How do they work? A parent or guardian, who will become known to the government as the account’s “registered contact,” opens an account for a kid between one day and 17 years old, and invests with the exact same flexibility afforded to anyone with a standard ISA, (though with a lot less money; currently, the annual JISA limit is £4,128, compared with £20,000 for the adult version.) After that, any interest or gains earned won’t count as income tax by HMRC. When the child turns 18, like the final act of an extraordinarily boring fairly tale, the JISA magically transforms into a regular ISA, and the child is able to access the money in the account, and continue contributing the full ISA limit until the day she dies.
Is it worth it? If you deposited the maximum amount into your kid’s JISA for a decade you should have in excess of £50,000. If a £50,000 investment were to earn a respectable 5% in a year, the account would net a cool £2,500. Depending on how much income you earn, you’d forfeit anywhere from £500 to £1,125 of those gains to taxes. Paying absolutely nothing is preferable to paying £1,125, right?
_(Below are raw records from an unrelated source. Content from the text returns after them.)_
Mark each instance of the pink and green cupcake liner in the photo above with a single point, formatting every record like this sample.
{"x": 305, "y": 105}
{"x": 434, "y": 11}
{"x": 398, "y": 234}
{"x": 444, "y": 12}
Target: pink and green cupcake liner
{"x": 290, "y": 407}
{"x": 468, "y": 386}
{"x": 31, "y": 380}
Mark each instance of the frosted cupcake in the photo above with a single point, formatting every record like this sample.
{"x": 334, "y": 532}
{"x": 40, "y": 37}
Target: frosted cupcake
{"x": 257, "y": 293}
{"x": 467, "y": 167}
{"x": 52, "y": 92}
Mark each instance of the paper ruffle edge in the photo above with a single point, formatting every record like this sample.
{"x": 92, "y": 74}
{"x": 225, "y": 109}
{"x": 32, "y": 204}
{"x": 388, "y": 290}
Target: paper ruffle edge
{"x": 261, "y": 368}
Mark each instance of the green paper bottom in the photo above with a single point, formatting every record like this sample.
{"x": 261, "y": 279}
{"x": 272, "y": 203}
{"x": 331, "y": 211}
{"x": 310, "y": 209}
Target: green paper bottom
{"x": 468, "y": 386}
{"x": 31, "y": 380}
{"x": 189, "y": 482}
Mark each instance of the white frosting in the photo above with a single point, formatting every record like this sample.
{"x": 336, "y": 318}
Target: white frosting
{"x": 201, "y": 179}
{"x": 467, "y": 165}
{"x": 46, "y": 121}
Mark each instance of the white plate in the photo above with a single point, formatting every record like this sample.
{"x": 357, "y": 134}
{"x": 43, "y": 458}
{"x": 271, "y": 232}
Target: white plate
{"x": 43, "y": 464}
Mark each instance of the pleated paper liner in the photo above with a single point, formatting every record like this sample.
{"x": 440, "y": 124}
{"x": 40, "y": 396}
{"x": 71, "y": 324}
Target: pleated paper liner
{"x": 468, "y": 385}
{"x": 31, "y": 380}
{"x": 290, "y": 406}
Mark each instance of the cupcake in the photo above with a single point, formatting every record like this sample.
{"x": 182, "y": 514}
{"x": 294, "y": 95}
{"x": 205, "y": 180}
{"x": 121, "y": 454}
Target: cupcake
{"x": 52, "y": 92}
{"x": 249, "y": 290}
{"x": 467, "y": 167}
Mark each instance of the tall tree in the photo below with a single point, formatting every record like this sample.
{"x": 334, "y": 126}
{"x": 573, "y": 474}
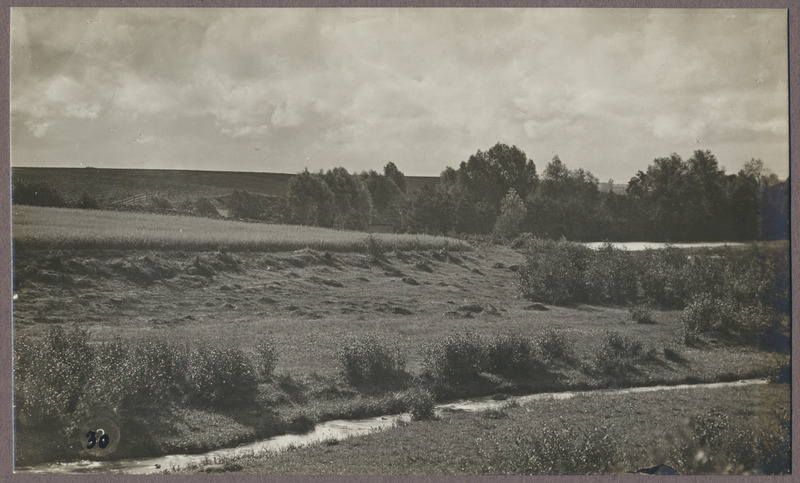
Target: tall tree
{"x": 394, "y": 174}
{"x": 311, "y": 201}
{"x": 351, "y": 199}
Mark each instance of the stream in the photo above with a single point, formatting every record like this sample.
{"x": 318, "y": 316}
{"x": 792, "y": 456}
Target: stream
{"x": 638, "y": 246}
{"x": 335, "y": 430}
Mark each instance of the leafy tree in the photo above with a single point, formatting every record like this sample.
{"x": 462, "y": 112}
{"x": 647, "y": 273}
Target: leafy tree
{"x": 512, "y": 214}
{"x": 36, "y": 194}
{"x": 394, "y": 174}
{"x": 311, "y": 201}
{"x": 246, "y": 205}
{"x": 694, "y": 200}
{"x": 433, "y": 210}
{"x": 565, "y": 204}
{"x": 478, "y": 186}
{"x": 390, "y": 204}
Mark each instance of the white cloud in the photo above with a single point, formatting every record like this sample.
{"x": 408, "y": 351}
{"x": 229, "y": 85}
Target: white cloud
{"x": 606, "y": 89}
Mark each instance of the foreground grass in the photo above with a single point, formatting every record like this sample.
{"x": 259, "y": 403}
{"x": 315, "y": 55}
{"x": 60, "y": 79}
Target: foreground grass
{"x": 311, "y": 301}
{"x": 720, "y": 430}
{"x": 66, "y": 228}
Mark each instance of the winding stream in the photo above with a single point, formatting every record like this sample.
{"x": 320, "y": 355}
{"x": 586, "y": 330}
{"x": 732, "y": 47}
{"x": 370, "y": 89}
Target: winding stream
{"x": 638, "y": 246}
{"x": 336, "y": 430}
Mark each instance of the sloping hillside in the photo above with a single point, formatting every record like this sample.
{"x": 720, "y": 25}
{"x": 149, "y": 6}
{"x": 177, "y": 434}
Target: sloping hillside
{"x": 131, "y": 186}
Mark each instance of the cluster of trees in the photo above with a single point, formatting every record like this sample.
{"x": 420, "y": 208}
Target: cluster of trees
{"x": 499, "y": 191}
{"x": 42, "y": 194}
{"x": 339, "y": 199}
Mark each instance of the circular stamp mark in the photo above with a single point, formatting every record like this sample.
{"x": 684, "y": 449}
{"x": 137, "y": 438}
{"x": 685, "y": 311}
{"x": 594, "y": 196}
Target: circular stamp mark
{"x": 97, "y": 434}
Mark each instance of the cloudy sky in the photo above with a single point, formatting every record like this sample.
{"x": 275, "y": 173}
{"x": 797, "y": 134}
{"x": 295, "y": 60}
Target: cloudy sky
{"x": 282, "y": 89}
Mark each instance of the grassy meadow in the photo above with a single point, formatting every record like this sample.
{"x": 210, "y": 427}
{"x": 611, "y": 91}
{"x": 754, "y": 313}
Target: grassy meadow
{"x": 220, "y": 332}
{"x": 66, "y": 228}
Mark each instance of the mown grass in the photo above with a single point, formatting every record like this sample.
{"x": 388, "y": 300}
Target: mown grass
{"x": 310, "y": 304}
{"x": 64, "y": 228}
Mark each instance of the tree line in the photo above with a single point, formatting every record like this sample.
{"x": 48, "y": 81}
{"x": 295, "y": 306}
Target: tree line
{"x": 500, "y": 192}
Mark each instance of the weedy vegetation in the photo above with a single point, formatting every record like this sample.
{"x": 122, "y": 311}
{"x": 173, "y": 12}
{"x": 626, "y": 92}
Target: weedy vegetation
{"x": 65, "y": 228}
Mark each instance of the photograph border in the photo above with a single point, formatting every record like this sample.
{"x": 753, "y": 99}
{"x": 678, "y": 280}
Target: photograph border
{"x": 6, "y": 380}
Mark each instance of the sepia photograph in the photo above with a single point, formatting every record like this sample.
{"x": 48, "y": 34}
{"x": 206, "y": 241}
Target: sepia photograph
{"x": 400, "y": 241}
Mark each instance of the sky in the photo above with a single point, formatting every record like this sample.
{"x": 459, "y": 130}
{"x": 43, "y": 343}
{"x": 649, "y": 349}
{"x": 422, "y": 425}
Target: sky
{"x": 280, "y": 90}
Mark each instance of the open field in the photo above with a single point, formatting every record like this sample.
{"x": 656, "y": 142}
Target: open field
{"x": 111, "y": 186}
{"x": 725, "y": 430}
{"x": 66, "y": 228}
{"x": 138, "y": 282}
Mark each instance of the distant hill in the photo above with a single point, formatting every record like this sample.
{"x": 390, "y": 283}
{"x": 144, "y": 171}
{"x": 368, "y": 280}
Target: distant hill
{"x": 125, "y": 186}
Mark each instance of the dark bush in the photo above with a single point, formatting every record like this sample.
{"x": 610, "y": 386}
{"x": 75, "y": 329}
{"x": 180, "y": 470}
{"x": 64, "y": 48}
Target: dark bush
{"x": 88, "y": 202}
{"x": 50, "y": 375}
{"x": 553, "y": 272}
{"x": 146, "y": 374}
{"x": 611, "y": 276}
{"x": 372, "y": 359}
{"x": 641, "y": 313}
{"x": 221, "y": 375}
{"x": 374, "y": 247}
{"x": 420, "y": 403}
{"x": 243, "y": 204}
{"x": 706, "y": 314}
{"x": 456, "y": 359}
{"x": 204, "y": 207}
{"x": 663, "y": 277}
{"x": 510, "y": 355}
{"x": 553, "y": 345}
{"x": 552, "y": 449}
{"x": 617, "y": 356}
{"x": 158, "y": 203}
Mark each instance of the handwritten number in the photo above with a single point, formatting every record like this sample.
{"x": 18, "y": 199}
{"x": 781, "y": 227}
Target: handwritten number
{"x": 101, "y": 442}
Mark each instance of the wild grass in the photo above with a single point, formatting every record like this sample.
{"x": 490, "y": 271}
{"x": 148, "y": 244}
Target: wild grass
{"x": 731, "y": 430}
{"x": 63, "y": 228}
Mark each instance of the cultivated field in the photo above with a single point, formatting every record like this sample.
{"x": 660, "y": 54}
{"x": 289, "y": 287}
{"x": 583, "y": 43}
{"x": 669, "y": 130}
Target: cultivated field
{"x": 65, "y": 228}
{"x": 219, "y": 333}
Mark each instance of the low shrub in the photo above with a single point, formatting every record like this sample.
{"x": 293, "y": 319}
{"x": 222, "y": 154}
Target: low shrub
{"x": 553, "y": 272}
{"x": 706, "y": 314}
{"x": 553, "y": 345}
{"x": 87, "y": 202}
{"x": 610, "y": 276}
{"x": 265, "y": 357}
{"x": 420, "y": 403}
{"x": 374, "y": 247}
{"x": 204, "y": 207}
{"x": 147, "y": 374}
{"x": 714, "y": 445}
{"x": 158, "y": 203}
{"x": 617, "y": 356}
{"x": 219, "y": 376}
{"x": 50, "y": 375}
{"x": 641, "y": 313}
{"x": 455, "y": 359}
{"x": 509, "y": 355}
{"x": 554, "y": 448}
{"x": 372, "y": 359}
The one thing to remember about JISAs is that until the child is 18, the money cannot be withdrawn from the account (the only exception being if the child becomes terminally ill.) And those incredibly rare parents who like to control their kids’ affairs must also remember that once the child turns 18, the money is hers to do with as she wishes, whether it be to finance an around-the-world trip, educational expenses, or an enormous back tattoo reproduction of Gustav Klimt’s The Kiss.